If you are sure that there is no delay (which I would never really
believe) then there is no problem.
If, however there is a short systematic delay, where the rising edge
of f2 is always a few ns later than the rising edge of f1, then any
data transfer from f1-based to f2-based might be unreliable, because
the f2 clock might pick up either the old data or the new data that
had just been changed by f1. That's would be a race condition, or a
hold-time violation. In the opposite direction, there is no problem,
provided you still have enough set-up time available, after you lost
some due to the phase difference.
This all assumes that the phase relationship is known and stable. If
it isn't, then you should treat the phase relationship as unknown and
use asynchronous FIFOs or some handshaking.
If your system is slow, you can deliberately offset the rising edges
by half a period of the faster clock, which would give you well-
defined timing relationship and clock margin (but you gave up half the
potential speed)
Peter Alfke, still there, lurking on weekends...

Hi Weng,

When I was struggling with metastability, Philip Freidin was good
enough to point out where I was going wrong. I think his explanation
was very clear and helpful - it's at http://tinyurl.com/473w92 if you
want to have a look...

Cheers,
Simon (just giving back, and feeling good about it

On Oct 5, 6:48*pm, Peter Alfke <al...@sbcglobal.net> wrote:
> On Oct 4, 9:09*am, Weng Tianxiang <wtx...@gmail.com> wrote:
>
>
>
>
>
> > Hi,
> > I have no such experiences and ask for the question answers:
>
> > is it possible that two clock system blocks with one clock running
> > half of other's of same clock source don't need asynchronous input/
> > output buffers in best circuit and logic design?
>
> > Especially, for example Intel and AMD CPU chip's, their cache I runs
> > half frequency of CPU clock and gets almost 1/2 data rate as documents
> > show.
>
> > What is their designs standout? I know Xilinx chip has divided clock
> > outputs in addition to the main clock output and never have such an
> > experiences to use the technique.
>
> > I need a guidance and direction instructions on the subject. A book or
> > a paper reference is preferred.
>
> > Thank you.
>
> > Weng
>
> Weng, let me explain the basics:
> You want to drive a system with two clocks, one of them has half the
> frequency of the other.
> The important question is now: what is the phase relationship between
> the frequencies? Or, in simpler terms, assuming you use rising edge
> triggering of the flipflops and registers: What is the timing delay
> between rising edges of both clocks.
> If you are sure that there is no delay (which I would never really
> believe) then there is no problem.
> If, however there is a short systematic delay, where the rising edge
> of f2 is always a few ns later than the rising edge of f1, then any
> data transfer from f1-based to f2-based might be unreliable, because
> the f2 clock might pick up either the old data or the new data that
> had just been changed by f1. That's would be a race condition, or a
> hold-time violation. In the opposite direction, there is no problem,
> provided you still have enough set-up time available, after you lost
> some due to the phase difference.
> This all assumes that the phase relationship is known and stable. If
> it isn't, then you should treat the phase relationship as unknown and
> use asynchronous FIFOs or some handshaking.
> If your system is slow, you can deliberately offset the rising edges
> by half a period of the faster clock, which would give you well-
> defined timing relationship and clock margin (but you gave up half the
> potential speed)
> Peter Alfke, still there, lurking on weekends...- Hide quoted text -
>
> - Show quoted text -

Hi Peter,
Glad to receive your advice again.

"This all assumes that the phase relationship is known and stable. If
it isn't, then you should treat the phase relationship as unknown and
use asynchronous FIFOs or some handshaking. "

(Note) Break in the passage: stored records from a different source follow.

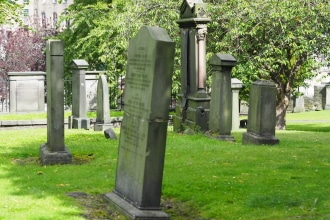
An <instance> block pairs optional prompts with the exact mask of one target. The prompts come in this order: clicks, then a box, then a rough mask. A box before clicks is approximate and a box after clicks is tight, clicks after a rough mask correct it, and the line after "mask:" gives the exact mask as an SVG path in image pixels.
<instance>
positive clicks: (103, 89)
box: [94, 75, 113, 131]
mask: <svg viewBox="0 0 330 220" xmlns="http://www.w3.org/2000/svg"><path fill="white" fill-rule="evenodd" d="M112 127H113V125H112V124H111V118H110V107H109V88H108V83H107V78H106V76H105V75H100V78H99V81H98V83H97V109H96V122H95V126H94V131H104V130H105V129H108V128H112Z"/></svg>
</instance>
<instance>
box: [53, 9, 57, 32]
mask: <svg viewBox="0 0 330 220" xmlns="http://www.w3.org/2000/svg"><path fill="white" fill-rule="evenodd" d="M56 24H57V13H56V12H54V13H53V26H54V28H56Z"/></svg>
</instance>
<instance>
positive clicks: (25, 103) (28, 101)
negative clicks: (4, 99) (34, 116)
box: [8, 72, 46, 113]
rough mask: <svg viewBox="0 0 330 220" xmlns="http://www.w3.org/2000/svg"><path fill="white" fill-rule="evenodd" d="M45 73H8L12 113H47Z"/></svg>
mask: <svg viewBox="0 0 330 220" xmlns="http://www.w3.org/2000/svg"><path fill="white" fill-rule="evenodd" d="M45 75H46V73H45V72H8V77H9V90H10V96H9V98H10V100H9V107H10V112H11V113H16V112H38V111H40V112H41V111H43V112H44V111H45Z"/></svg>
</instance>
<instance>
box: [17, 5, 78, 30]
mask: <svg viewBox="0 0 330 220" xmlns="http://www.w3.org/2000/svg"><path fill="white" fill-rule="evenodd" d="M16 2H17V3H19V4H24V9H23V15H22V16H23V18H22V20H23V23H24V25H27V26H29V27H32V28H35V29H38V28H46V29H53V28H56V25H57V23H58V20H59V18H60V15H61V14H62V13H63V12H64V11H65V9H66V8H67V7H68V6H69V5H70V4H72V3H73V0H62V1H60V0H17V1H16ZM67 25H68V21H67V22H62V23H61V24H60V25H59V27H58V28H57V29H58V30H62V29H63V28H65V27H66V26H67Z"/></svg>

I fully agree with the above point.

Weng

On Oct 5, 8:54*pm, Simon <goo...@gornall.net> wrote:
> Hi Weng,
>
> When I was struggling with metastability, Philip Freidin was good
> enough to point out where I was going wrong. I think his explanation
> was very clear and helpful - it's athttp://tinyurl.com/473w92if you
> want to have a look...
>
> Cheers,
> * * *Simon (just giving back, and feeling good about it

Hi Simon,
I read the recommended comments and it is the standard asynchronous
input/output handshaking.

One does it and it must sacrify 4 clocks, 2 for output control
signals, and 2 for input back control signals. Peter has a very nice
paper describing the situations.

But I don't think Intel 2GHz chip use the handshaking method, since
every signals delay is at least 4 clocks, while their document is 2
clock for cache I part. So that I think Intel is using enable signal
to control cache I part to get the full core and cache I as a
synchronous system, not sacrifying any data delays.

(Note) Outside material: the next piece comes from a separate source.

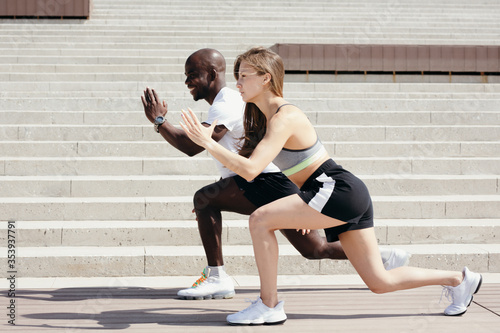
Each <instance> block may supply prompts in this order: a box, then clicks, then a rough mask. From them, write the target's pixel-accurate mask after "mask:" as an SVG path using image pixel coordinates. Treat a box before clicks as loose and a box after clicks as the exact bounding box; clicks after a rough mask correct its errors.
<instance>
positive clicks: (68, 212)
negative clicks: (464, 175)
mask: <svg viewBox="0 0 500 333" xmlns="http://www.w3.org/2000/svg"><path fill="white" fill-rule="evenodd" d="M372 200H373V204H374V210H375V217H376V218H377V219H408V218H416V219H428V218H438V219H465V218H467V219H470V218H497V217H498V212H499V211H500V196H499V195H498V194H496V195H463V196H461V195H438V196H433V195H425V196H372ZM192 209H193V204H192V195H189V196H175V197H173V196H170V197H140V196H136V197H4V198H2V200H1V201H0V211H2V212H3V216H4V217H5V218H6V219H9V220H17V221H25V220H40V221H54V220H75V221H82V220H127V221H131V220H141V221H142V220H166V219H168V220H186V219H187V220H189V219H192V218H193V215H192ZM223 216H224V217H225V218H227V219H239V218H241V216H240V215H239V214H235V213H227V214H223Z"/></svg>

I have experiences designing a sucessful system with 3 clock rate in a
Xilinx chip using global clock as only clock source and use asistant
enable signals to control slow parts of design.

For a high perfomance processor chip, 4 clock delays are unacceptable.
Do you agree? Peter too?

Thank you.

Weng

Just speculating, but I'd bet large processors use derived clocks,
with known phase relationships, to avoid the typical asynchronous
clock boundary crossing logic wherever possible. Running large cache
structures at twice the clock frequency needed is too power hungry.
They might have been able to get away with it in the past, when caches
were smaller and power consumption was less important, but not any
longer.

Andy

On Oct 8, 10:04*am, Andy <jonesa...@comcast.net> wrote:
> Just speculating, but I'd bet large processors use derived clocks,
> with known phase relationships, to avoid the typical asynchronous
> clock boundary crossing logic wherever possible. Running large cache
> structures at twice the clock frequency needed is too power hungry.
> They might have been able to get away with it in the past, when caches
> were smaller and power consumption was less important, but not any
> longer.
>
> Andy

Hi Andy,
Glad to hear you again. We are always on opposite sides of any coin.

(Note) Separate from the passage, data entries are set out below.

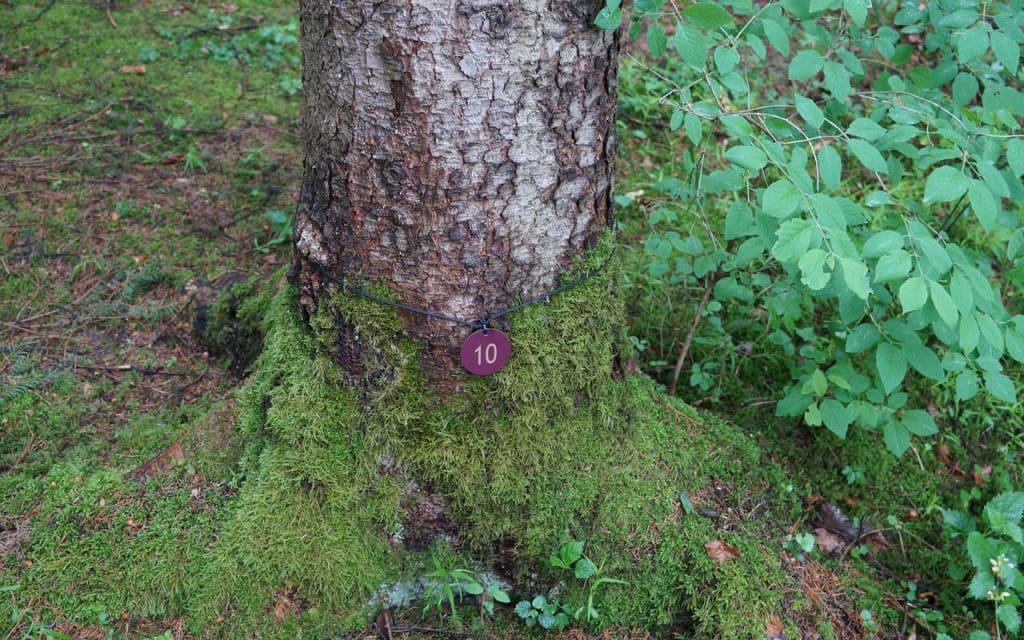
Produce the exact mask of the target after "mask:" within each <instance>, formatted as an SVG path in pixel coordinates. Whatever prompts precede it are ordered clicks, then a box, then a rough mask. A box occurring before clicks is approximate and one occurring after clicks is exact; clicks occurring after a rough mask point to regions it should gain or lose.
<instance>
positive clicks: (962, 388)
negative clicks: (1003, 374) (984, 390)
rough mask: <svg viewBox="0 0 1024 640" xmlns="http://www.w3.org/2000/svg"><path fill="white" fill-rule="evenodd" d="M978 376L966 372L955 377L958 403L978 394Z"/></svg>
mask: <svg viewBox="0 0 1024 640" xmlns="http://www.w3.org/2000/svg"><path fill="white" fill-rule="evenodd" d="M978 389H979V382H978V374H976V373H974V372H973V371H971V370H966V371H962V372H961V373H958V374H957V375H956V399H957V400H958V401H961V402H963V401H964V400H970V399H971V398H973V397H974V396H975V395H977V394H978Z"/></svg>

Peter misses the point and your response hits the point:
"I'd bet large processors use derived clocks,
with known phase relationships, to avoid the typical asynchronous
clock boundary crossing logic wherever possible. "

I disagree with you. How can they manage the huge range of
temperatures that causes clock circiut shifting.

Peter, what is your opinion? From Xilinx FPGA designer's point of
view, there are large uncertain range for derived clocks. I remember
it may be 300 ps at least for a range of temperature.

Thank you.

Weng

On Wed, 8 Oct 2008 18:38:04 -0700 (PDT), Weng Tianxiang
<[email protected]> wrote:

>On Oct 8, 10:04*am, Andy <jonesa...@comcast.net> wrote:

>Peter misses the point and your response hits the point:
>"I'd bet large processors use derived clocks,
>with known phase relationships, to avoid the typical asynchronous
>clock boundary crossing logic wherever possible. "
>
>I disagree with you. How can they manage the huge range of
>temperatures that causes clock circiut shifting.

There is probably a lot less logic involved in continuously
auto-calibrating a clock DLL to eliminate temperature/voltage drift,
than there is in boundary crossing logic for a 256-bit or wider internal
bus.

- Brian